In type I or classical lissencenpaly children always have global developmental delay and seizures although the age of onset and severity of symptoms may vary.[4][5][6][7][8] Some patients have chromosome 17 or X chromosome defect. Children with complete lissencephaly are hypotonic at birth with gradually developing spasticity. Medically refractive epilepsy with increasing complex seizure disorder over time is characteristic. Systemic abnormalities of the eyes, ears, heart, kidney and severe mental retardation are also present.[5][6][7][8] Some infants have specific dysmorphic features Miller Dieker syndrome, and Norman Roberts syndrome.[6][7][8] On imaging there is small brain, colpocephaly i.e. dilated ventricular trigone and occipital horns, a thickened cortex with broad flat gyri, diminished white matter ,smooth white -grey matter interface and straight oblique or shallow sylvian fissures giving a figure of eight appearance.[4][5][6][7][8] Parenchymal calcifications can be present if lissencephaly is due to intrauterine infections.[5],[6]There may be corpus callosal agenesis . Small brainstem may be seen due to maldevelopment of corticospinal and corticobulbar tracts.Our case fitted into type I lissencephaly.[6][7][8]

Type two or cobblestone lissencephaly results from overmigration of neurons.[4][5][6][7][8] These patients suffer from associated muscular dystrophy, hypotonia, myelination delay, hydrocephalus and ocular abnormalities.
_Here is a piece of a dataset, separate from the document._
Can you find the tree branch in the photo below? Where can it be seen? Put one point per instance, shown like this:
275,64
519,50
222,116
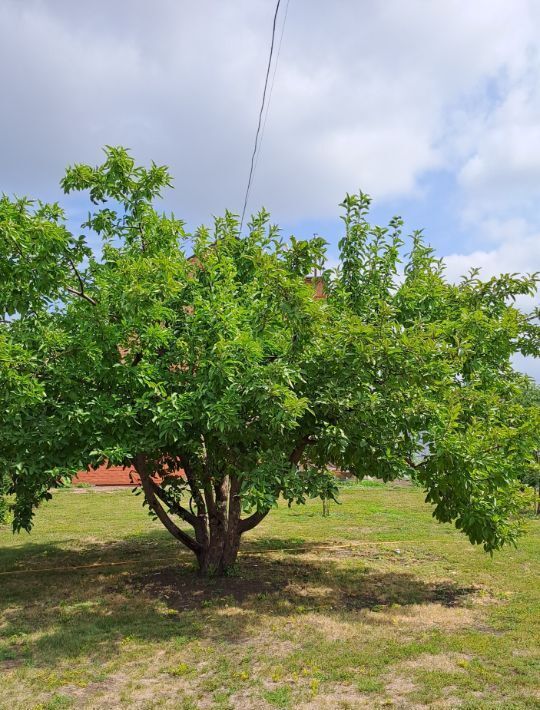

There is agyric severely disorganized unlayered thick cortex with poor and irregular corticomedullary demarcation.[4][5][6][7][8] On MRI cortex is thick with polymicrogyria, hypomyelination, hydrocephalus, microophthalmia and callosal hypogenesis.[4][5][6][7][8] The abnormality may be focal, seen in the frontal or temporooccipital cortex.[4][5][6][7][8]

In type III lissencephaly MR shows microcephaly, thick cortex, enlarged ventricles and hypoplastic braistem and cerebellum.[3],[6],[7]There may be vermian hypogenesis with cerebellar polymicrogyria. Dysplasia of the crebellar cortex manifests as dysplastic folia with subcortical cysts located predominantly in the dorsal portion of the cerebellar hemisphere.[3],[6][7][8] Myelination is often delayed.[6]